Commissioned by the Mendelssohn Club of Philadelphia, a choral group, “Anthracite Fields” recalls the hard work and sacrifice of generations of anthracite coal miners, whose toil yielded fuel for the industrial revolution and heat for cities and towns up and down the Eastern Seaboard.
“I wanted to show the life and understand it from different angles,” Wolfe said.
That life was anything but easy: Tens of thousands of miners perished underground, and those who survived often developed black lung disease and other chronic conditions. The first movement of “Anthracite Fields” is a haunting litany of names – all with the first name of John – of those who died in mining accidents. An ode to the “breaker boys” follows, young boys hired to pick rock from coal inside gigantic processing facilities called breakers.

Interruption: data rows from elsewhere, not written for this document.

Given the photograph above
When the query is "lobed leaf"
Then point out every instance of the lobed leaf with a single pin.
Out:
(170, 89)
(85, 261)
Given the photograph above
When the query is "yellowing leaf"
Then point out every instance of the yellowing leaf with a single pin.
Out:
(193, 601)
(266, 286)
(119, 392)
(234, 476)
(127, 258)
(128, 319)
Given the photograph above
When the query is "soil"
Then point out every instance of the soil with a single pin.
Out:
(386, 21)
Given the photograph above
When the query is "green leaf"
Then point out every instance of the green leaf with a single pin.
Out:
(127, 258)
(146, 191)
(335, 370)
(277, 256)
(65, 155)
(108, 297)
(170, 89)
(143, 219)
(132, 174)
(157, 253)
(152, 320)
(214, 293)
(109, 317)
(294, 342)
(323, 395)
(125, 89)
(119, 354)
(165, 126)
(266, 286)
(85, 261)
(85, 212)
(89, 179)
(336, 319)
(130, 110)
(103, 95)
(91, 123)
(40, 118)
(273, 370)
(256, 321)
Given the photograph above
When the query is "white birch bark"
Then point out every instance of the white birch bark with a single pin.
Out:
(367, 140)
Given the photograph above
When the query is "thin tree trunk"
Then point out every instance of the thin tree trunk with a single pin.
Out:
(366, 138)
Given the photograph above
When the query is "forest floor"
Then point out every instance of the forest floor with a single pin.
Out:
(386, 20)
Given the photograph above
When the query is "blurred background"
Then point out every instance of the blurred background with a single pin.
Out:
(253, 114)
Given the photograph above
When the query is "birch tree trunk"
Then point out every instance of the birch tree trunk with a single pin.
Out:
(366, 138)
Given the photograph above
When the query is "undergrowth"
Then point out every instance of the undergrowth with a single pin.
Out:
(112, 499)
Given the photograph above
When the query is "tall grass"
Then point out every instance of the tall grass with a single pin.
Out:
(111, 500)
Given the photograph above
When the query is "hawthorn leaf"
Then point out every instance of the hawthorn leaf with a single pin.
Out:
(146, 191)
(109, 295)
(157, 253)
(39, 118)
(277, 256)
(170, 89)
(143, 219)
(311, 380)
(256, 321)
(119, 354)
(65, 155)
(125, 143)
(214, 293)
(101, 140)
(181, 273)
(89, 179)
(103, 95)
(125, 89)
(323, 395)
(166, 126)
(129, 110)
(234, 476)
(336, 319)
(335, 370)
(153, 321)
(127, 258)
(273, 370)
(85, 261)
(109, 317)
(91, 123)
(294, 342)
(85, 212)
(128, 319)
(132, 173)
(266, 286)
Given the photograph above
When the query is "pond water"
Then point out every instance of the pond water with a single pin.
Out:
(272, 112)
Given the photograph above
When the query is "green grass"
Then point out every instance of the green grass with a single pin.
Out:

Wolfe, a native of the Philadelphia suburb of Montgomeryville who has lived in New York City for more than 30 years, was only vaguely aware of this history when she began her research.
She pored over books about anthracite mining. She became obsessed with ghostly, century-old photos of the breaker boys. She visited defunct coal mines in Scranton and Lansford – both of which now operate as tourist attractions – and spoke with former miners and their families.
One of her conversations, with Barbara Powell, the daughter and granddaughter of miners, led to a movement called “Flowers,” a tribute to the women of the coal fields.
“We were poor, so our homes were just basic,” Powell, who works at Scranton’s Anthracite Heritage Museum, told The Associated Press. “We did our yards up with flowers, and it made everything look so warm and inviting.”
Powell and her husband attended the April 2014 premiere of “Anthracite Fields,” performed by the Mendelssohn Club and the Bang on a Can All-Stars in Philadelphia, and came away moved. She said Wolfe – and the performers and production designers who helped bring “Anthracite Fields” to life – got it exactly right.
“It was just so captivating,” Powell said. “It did a lot for our heritage here in northeastern Pennsylvania.”